Hey fellas, i just aquired my first alti se-r..... its freakin sweeeeet. It has 58k on it and I probly overpaid by about a grand, but thats a small price for happieness. I have a few questions tho,...... the high beams shoot a beam straight up, aside from the primary beam, WTF??? driving allong and noticed the trees lit up above me....also the tach is not very smooth moving, its kinda choppy why is this?:wtf: Also, I have little time to tinker with it, but I wanna Hop-It-Up a little ie. cai,headers,ecu,cams and/or possibly boost or supercharge it. It didnt come with a owners manual, so based on experience it i'd say that its about ready for a clutch, gearbox flush,coolant etc. Im about to road test it and take it to Ohiio for 6 Wks(work):thumbdwn:and hopefully ima have some time to do some tinkering this summer. Thanx for reading, thanx for the info and Drive safely..... PEACE


----------



## jamol1988 (Nov 17, 2009)

Hey dude !!
How much did you pay for it??
is it 05 or 06??


----------



## 00alti-se (Feb 20, 2010)

YO! its an 05, super black on black/grey. I paid 14250 for it, I wouldhave liked to get it for around 13, but like i said its a small price for happieness. really its the only car i remotely considered amongst evo8s,10'sscamaros.didnt like anything and im not gonna pay 35k+ for something I dont really like, ya know . i love the style, its fairly quick, and its fairly cheap------ smiles for miles


----------



## jamol1988 (Nov 17, 2009)

I got my Black Altima se-r 05 up for sale
It' a manual transmission with only 55 K miles
let me know if someone interested


----------



## Tony Two-Tone (Feb 18, 2010)

Congrats on your purchase. I don't know what's up with that high beam thing though. I'd say there's something up with the aiming of the headlights, but your lows would be off too. This might sound like a dumb question, Is there anything broken inside the housing that you can see? 

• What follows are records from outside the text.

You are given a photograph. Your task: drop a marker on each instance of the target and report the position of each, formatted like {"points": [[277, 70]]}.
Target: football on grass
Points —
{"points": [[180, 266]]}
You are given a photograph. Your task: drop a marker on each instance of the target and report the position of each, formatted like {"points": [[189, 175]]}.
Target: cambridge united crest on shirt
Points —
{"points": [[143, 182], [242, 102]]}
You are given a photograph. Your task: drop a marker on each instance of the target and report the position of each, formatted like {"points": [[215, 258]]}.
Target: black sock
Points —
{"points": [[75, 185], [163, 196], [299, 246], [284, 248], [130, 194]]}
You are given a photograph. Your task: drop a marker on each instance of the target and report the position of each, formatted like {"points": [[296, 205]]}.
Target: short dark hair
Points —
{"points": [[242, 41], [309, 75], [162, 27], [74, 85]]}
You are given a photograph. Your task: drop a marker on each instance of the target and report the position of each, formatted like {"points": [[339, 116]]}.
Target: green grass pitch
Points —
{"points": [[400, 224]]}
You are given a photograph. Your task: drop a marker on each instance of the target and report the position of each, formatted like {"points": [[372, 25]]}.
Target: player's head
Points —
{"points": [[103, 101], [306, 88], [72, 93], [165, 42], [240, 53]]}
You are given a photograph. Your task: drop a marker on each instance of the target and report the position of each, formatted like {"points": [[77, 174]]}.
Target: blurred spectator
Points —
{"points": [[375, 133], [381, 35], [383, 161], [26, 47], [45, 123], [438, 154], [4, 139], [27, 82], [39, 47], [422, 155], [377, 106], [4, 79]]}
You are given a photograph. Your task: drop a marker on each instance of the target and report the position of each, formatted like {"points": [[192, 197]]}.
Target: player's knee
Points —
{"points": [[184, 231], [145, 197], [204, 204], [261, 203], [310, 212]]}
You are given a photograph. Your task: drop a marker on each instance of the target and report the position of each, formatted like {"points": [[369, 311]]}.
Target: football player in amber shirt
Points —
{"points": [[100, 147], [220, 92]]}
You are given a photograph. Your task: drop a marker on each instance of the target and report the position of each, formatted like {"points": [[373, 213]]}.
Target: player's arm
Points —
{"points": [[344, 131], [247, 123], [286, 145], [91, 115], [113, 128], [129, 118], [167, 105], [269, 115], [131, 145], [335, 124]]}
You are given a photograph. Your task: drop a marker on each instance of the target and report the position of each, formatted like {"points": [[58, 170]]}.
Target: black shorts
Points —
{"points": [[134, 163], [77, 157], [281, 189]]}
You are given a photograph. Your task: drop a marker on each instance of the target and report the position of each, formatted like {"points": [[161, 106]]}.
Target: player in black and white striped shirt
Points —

As far as the tach, I'm sure what you mean by choppy, but mine doesn't react as fast as I'd like sometimes so maybe it's just an Alty thing or something.


----------



## 00alti-se (Feb 20, 2010)

LOL. naw, nothings broken dont really use the hi's anyway. the hids do a pretty good job.btw... what mods u got on ur alti?


----------



## Tony Two-Tone (Feb 18, 2010)

Yeah, I the factory lows are pretty good. 

So far not a whole lot. Yet. I have: 
Custom intake setup
Removed mufflers and resonator from my exhaust (basically straight pipe)
RL springs front and rear
RL FSTB
Drilled/Slotted Powerslot rotors and Hawk pads (coming) 
Went from the factory 225/45/18 RE-01R to a 245/40/18 Falken Ziex ZE-512

There wasn't a whole lot I saw performance-wise without tearing into the motor. I was going to go with a full N/A build, but that has since changed and I'm knee-deep in a custom S/C project.


----------